Given an array of strings strs, return the length of the longest uncommon subsequence between them. If the longest uncommon subsequence does not exist, return -1.

An uncommon subsequence between an array of strings is a string that is a subsequence of one string but not the others.

A subsequence of a string s is a string that can be obtained after deleting any number of characters from s.
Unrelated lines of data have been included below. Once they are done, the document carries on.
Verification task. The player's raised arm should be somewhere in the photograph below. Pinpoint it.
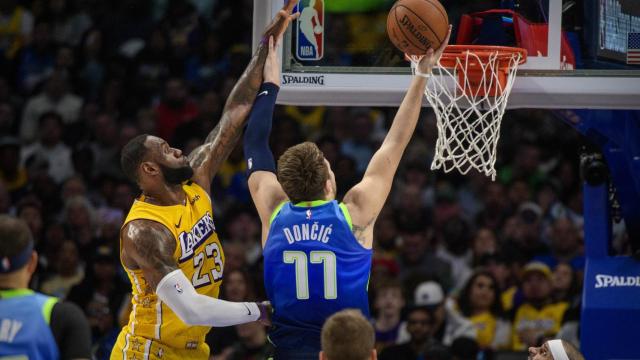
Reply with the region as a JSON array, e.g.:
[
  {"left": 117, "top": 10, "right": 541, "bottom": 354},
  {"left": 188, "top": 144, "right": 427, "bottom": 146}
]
[
  {"left": 244, "top": 37, "right": 287, "bottom": 245},
  {"left": 344, "top": 27, "right": 451, "bottom": 247},
  {"left": 122, "top": 220, "right": 269, "bottom": 327},
  {"left": 189, "top": 0, "right": 298, "bottom": 192}
]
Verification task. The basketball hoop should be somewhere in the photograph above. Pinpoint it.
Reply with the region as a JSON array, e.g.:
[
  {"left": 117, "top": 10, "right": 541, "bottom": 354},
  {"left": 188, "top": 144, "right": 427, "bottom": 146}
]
[{"left": 411, "top": 45, "right": 527, "bottom": 180}]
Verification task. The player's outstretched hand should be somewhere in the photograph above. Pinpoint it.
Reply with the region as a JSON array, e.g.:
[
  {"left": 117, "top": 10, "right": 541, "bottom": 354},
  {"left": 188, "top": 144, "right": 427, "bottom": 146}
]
[
  {"left": 257, "top": 301, "right": 273, "bottom": 326},
  {"left": 263, "top": 0, "right": 300, "bottom": 41},
  {"left": 417, "top": 25, "right": 451, "bottom": 75},
  {"left": 264, "top": 36, "right": 282, "bottom": 86}
]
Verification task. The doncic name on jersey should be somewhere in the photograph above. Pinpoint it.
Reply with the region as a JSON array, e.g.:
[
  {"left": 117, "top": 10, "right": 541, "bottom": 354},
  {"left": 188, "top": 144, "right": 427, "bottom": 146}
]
[
  {"left": 296, "top": 0, "right": 324, "bottom": 61},
  {"left": 178, "top": 211, "right": 216, "bottom": 262}
]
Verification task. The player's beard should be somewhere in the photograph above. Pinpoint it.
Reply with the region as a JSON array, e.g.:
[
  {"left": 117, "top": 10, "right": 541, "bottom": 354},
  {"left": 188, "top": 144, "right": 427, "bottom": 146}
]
[{"left": 160, "top": 165, "right": 193, "bottom": 185}]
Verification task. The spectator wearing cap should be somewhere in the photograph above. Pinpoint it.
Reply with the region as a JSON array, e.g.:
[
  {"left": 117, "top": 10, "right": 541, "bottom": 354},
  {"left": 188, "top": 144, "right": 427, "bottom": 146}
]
[
  {"left": 21, "top": 111, "right": 73, "bottom": 184},
  {"left": 0, "top": 136, "right": 29, "bottom": 201},
  {"left": 402, "top": 281, "right": 477, "bottom": 346},
  {"left": 535, "top": 217, "right": 585, "bottom": 272},
  {"left": 512, "top": 262, "right": 568, "bottom": 351},
  {"left": 373, "top": 279, "right": 406, "bottom": 352},
  {"left": 457, "top": 270, "right": 511, "bottom": 350}
]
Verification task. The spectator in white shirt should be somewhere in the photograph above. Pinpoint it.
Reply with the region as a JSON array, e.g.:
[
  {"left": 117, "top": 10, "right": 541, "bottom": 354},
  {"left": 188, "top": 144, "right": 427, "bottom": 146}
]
[
  {"left": 20, "top": 71, "right": 82, "bottom": 142},
  {"left": 21, "top": 112, "right": 73, "bottom": 184}
]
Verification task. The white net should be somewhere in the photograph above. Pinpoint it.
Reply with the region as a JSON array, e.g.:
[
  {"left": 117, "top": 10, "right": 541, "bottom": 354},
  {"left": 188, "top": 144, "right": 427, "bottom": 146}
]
[{"left": 411, "top": 50, "right": 522, "bottom": 180}]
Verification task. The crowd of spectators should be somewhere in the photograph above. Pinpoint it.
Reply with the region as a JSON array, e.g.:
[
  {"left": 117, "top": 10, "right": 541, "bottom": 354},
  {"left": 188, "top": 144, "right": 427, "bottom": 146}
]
[{"left": 0, "top": 0, "right": 628, "bottom": 359}]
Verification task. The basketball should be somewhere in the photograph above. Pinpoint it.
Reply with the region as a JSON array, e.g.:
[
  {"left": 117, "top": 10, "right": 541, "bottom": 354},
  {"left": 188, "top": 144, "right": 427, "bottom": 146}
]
[{"left": 387, "top": 0, "right": 449, "bottom": 55}]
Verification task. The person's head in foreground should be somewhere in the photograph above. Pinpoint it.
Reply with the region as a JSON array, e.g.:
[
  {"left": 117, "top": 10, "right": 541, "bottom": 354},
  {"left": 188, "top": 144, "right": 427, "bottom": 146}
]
[
  {"left": 277, "top": 142, "right": 337, "bottom": 204},
  {"left": 0, "top": 215, "right": 38, "bottom": 289},
  {"left": 319, "top": 309, "right": 378, "bottom": 360},
  {"left": 120, "top": 134, "right": 193, "bottom": 191},
  {"left": 529, "top": 339, "right": 584, "bottom": 360}
]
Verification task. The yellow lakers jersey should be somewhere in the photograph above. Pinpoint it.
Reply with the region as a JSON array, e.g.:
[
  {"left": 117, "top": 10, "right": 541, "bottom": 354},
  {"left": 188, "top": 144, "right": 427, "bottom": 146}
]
[{"left": 111, "top": 182, "right": 224, "bottom": 359}]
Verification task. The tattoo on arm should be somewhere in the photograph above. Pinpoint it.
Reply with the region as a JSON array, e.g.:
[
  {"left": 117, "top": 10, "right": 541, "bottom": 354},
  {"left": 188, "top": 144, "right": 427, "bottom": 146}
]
[
  {"left": 189, "top": 44, "right": 269, "bottom": 178},
  {"left": 351, "top": 218, "right": 375, "bottom": 245},
  {"left": 127, "top": 222, "right": 178, "bottom": 290}
]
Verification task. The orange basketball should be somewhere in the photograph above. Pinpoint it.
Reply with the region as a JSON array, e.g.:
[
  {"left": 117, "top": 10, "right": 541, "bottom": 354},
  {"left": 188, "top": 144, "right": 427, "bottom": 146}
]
[{"left": 387, "top": 0, "right": 449, "bottom": 55}]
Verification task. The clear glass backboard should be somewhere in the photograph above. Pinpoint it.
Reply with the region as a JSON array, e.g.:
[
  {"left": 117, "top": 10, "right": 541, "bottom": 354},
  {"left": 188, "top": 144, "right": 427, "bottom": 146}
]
[{"left": 254, "top": 0, "right": 640, "bottom": 109}]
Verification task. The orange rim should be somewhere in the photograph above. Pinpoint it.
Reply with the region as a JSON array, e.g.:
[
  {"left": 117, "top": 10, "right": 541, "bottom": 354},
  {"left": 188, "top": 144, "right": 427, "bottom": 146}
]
[{"left": 440, "top": 45, "right": 527, "bottom": 69}]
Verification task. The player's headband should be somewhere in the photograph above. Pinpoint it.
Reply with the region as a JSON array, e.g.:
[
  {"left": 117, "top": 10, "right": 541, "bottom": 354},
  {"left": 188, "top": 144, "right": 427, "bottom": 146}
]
[
  {"left": 0, "top": 241, "right": 33, "bottom": 274},
  {"left": 547, "top": 339, "right": 569, "bottom": 360}
]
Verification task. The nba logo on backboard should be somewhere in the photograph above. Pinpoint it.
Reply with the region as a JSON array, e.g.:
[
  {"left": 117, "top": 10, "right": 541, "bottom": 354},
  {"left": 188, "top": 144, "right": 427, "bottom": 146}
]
[{"left": 296, "top": 0, "right": 324, "bottom": 61}]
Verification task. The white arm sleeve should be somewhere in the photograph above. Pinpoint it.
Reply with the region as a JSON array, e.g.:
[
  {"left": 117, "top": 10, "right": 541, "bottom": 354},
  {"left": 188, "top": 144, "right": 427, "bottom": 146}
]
[{"left": 156, "top": 269, "right": 260, "bottom": 327}]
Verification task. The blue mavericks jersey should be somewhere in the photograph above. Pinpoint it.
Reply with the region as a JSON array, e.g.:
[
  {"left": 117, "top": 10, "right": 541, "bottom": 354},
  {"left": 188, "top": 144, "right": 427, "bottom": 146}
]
[
  {"left": 263, "top": 200, "right": 372, "bottom": 354},
  {"left": 0, "top": 289, "right": 59, "bottom": 360}
]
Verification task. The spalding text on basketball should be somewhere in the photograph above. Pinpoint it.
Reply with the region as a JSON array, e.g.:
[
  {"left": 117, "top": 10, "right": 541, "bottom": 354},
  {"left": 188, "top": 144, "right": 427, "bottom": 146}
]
[{"left": 400, "top": 15, "right": 431, "bottom": 49}]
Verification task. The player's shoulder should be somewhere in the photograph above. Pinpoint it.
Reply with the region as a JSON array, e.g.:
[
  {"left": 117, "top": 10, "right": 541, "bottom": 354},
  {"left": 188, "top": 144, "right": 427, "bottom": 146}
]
[{"left": 122, "top": 218, "right": 172, "bottom": 241}]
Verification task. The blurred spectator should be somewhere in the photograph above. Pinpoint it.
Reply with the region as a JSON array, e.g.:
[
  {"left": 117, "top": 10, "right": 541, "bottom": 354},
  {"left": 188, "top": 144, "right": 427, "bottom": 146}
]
[
  {"left": 205, "top": 266, "right": 256, "bottom": 358},
  {"left": 471, "top": 228, "right": 498, "bottom": 264},
  {"left": 20, "top": 71, "right": 82, "bottom": 142},
  {"left": 67, "top": 246, "right": 129, "bottom": 353},
  {"left": 64, "top": 196, "right": 96, "bottom": 258},
  {"left": 78, "top": 28, "right": 106, "bottom": 100},
  {"left": 341, "top": 109, "right": 373, "bottom": 174},
  {"left": 407, "top": 281, "right": 477, "bottom": 346},
  {"left": 451, "top": 337, "right": 480, "bottom": 360},
  {"left": 319, "top": 309, "right": 376, "bottom": 360},
  {"left": 436, "top": 217, "right": 473, "bottom": 290},
  {"left": 0, "top": 136, "right": 29, "bottom": 201},
  {"left": 40, "top": 240, "right": 84, "bottom": 299},
  {"left": 513, "top": 262, "right": 568, "bottom": 350},
  {"left": 46, "top": 0, "right": 92, "bottom": 46},
  {"left": 217, "top": 321, "right": 273, "bottom": 360},
  {"left": 21, "top": 111, "right": 73, "bottom": 184},
  {"left": 184, "top": 32, "right": 229, "bottom": 90},
  {"left": 0, "top": 0, "right": 33, "bottom": 60},
  {"left": 373, "top": 280, "right": 406, "bottom": 352},
  {"left": 16, "top": 19, "right": 56, "bottom": 93},
  {"left": 89, "top": 113, "right": 122, "bottom": 177},
  {"left": 397, "top": 223, "right": 451, "bottom": 285},
  {"left": 379, "top": 305, "right": 437, "bottom": 360},
  {"left": 155, "top": 78, "right": 198, "bottom": 139},
  {"left": 536, "top": 217, "right": 585, "bottom": 271},
  {"left": 457, "top": 270, "right": 511, "bottom": 350}
]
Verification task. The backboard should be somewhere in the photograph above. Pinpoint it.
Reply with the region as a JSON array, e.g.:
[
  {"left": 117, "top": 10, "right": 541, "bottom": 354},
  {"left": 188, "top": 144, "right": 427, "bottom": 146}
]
[{"left": 253, "top": 0, "right": 640, "bottom": 109}]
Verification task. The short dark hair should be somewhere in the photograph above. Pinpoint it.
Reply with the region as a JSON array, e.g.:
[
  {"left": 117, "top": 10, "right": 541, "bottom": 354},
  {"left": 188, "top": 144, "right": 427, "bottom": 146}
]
[
  {"left": 321, "top": 309, "right": 375, "bottom": 360},
  {"left": 120, "top": 134, "right": 149, "bottom": 184},
  {"left": 458, "top": 269, "right": 504, "bottom": 317},
  {"left": 278, "top": 142, "right": 329, "bottom": 203},
  {"left": 0, "top": 215, "right": 33, "bottom": 258}
]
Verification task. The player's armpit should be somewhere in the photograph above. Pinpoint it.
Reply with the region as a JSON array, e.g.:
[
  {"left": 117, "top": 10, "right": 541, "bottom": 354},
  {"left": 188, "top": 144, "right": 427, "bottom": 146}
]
[
  {"left": 122, "top": 220, "right": 178, "bottom": 291},
  {"left": 249, "top": 171, "right": 287, "bottom": 225}
]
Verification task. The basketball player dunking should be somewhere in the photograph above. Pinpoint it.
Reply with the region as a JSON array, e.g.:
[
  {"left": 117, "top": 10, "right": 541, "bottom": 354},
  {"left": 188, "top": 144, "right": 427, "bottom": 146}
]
[
  {"left": 111, "top": 0, "right": 297, "bottom": 360},
  {"left": 244, "top": 30, "right": 450, "bottom": 360}
]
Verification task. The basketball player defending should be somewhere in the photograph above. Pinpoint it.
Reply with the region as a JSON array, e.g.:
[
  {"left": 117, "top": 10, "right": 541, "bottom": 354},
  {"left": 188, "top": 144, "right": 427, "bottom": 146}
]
[
  {"left": 244, "top": 27, "right": 450, "bottom": 360},
  {"left": 111, "top": 0, "right": 297, "bottom": 359}
]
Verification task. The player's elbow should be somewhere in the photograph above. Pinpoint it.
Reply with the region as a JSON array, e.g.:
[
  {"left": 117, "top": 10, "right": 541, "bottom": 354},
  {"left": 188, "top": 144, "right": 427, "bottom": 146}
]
[{"left": 171, "top": 307, "right": 207, "bottom": 326}]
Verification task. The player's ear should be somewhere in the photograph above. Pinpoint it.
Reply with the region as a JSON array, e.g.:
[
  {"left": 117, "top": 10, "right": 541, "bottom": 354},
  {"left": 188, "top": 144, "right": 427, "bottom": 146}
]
[{"left": 140, "top": 161, "right": 160, "bottom": 175}]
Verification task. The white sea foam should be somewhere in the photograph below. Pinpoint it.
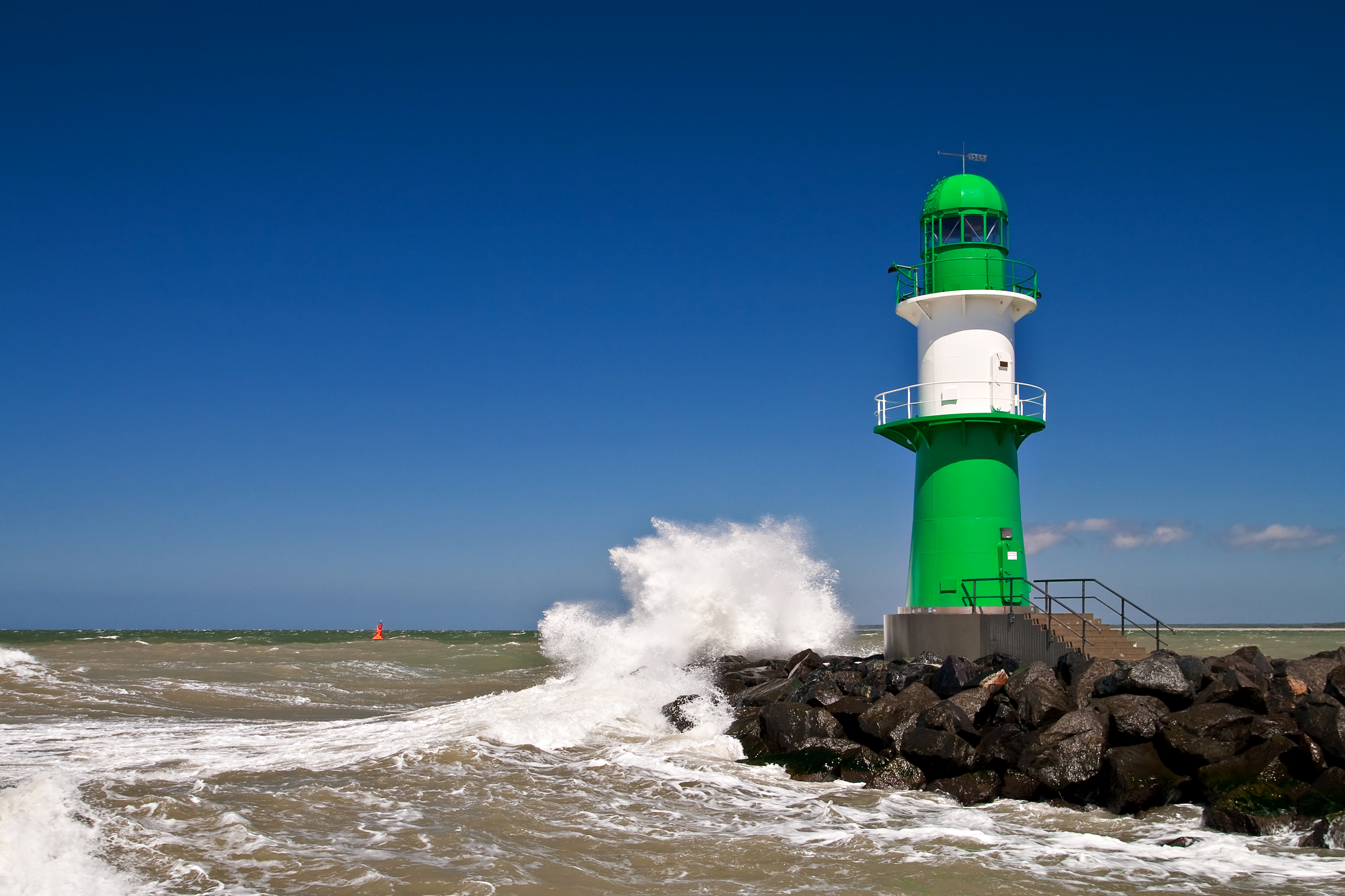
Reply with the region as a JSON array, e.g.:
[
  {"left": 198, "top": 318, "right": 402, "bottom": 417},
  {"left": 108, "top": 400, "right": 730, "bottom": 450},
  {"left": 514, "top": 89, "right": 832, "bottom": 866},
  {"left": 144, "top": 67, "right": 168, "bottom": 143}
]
[
  {"left": 0, "top": 775, "right": 136, "bottom": 896},
  {"left": 0, "top": 647, "right": 43, "bottom": 678}
]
• For example, “abc” is a subsequence of “aebdc” because you can delete the underlined characters in “aebdc” to get “abc”. Other subsequences of “aebdc” include “aebdc”, “aeb”, and “” (empty string).

Example 1:

Input: strs = ["aba","cdc","eae"]
Output: 3


Example 2:

Input: strs = ["aaa","aaa","aa"]
Output: -1


Constraints:

• 2 <= strs.length <= 50
• 1 <= strs[i].length <= 10
• strs[i] consists of lowercase English letters.

## Code

class Solution {
public int findLUSlength(String[] strs) {
Arrays.sort(strs, (s1, s2) -> s2.length() - s1.length());

for (int i = 0; i < strs.length; i++) {
String curr = strs[i];

int count = 0;
for (int j = 0; j < strs.length; j++) {
if (i != j && !isSub(curr, strs[j])) {
count++;
}
}

if (count == strs.length - 1) {
return curr.length();
}
}

return -1;
}

public boolean isSub(String s1, String s2) {
if(s1.length() > s2.length()) return false;

int index = 0;

for (int i = 0; i < s2.length(); i++) {
if(index == s1.length()) return true;

if (s1.charAt(index) == s2.charAt(i)) index++;
}

return index == s1.length();
}
}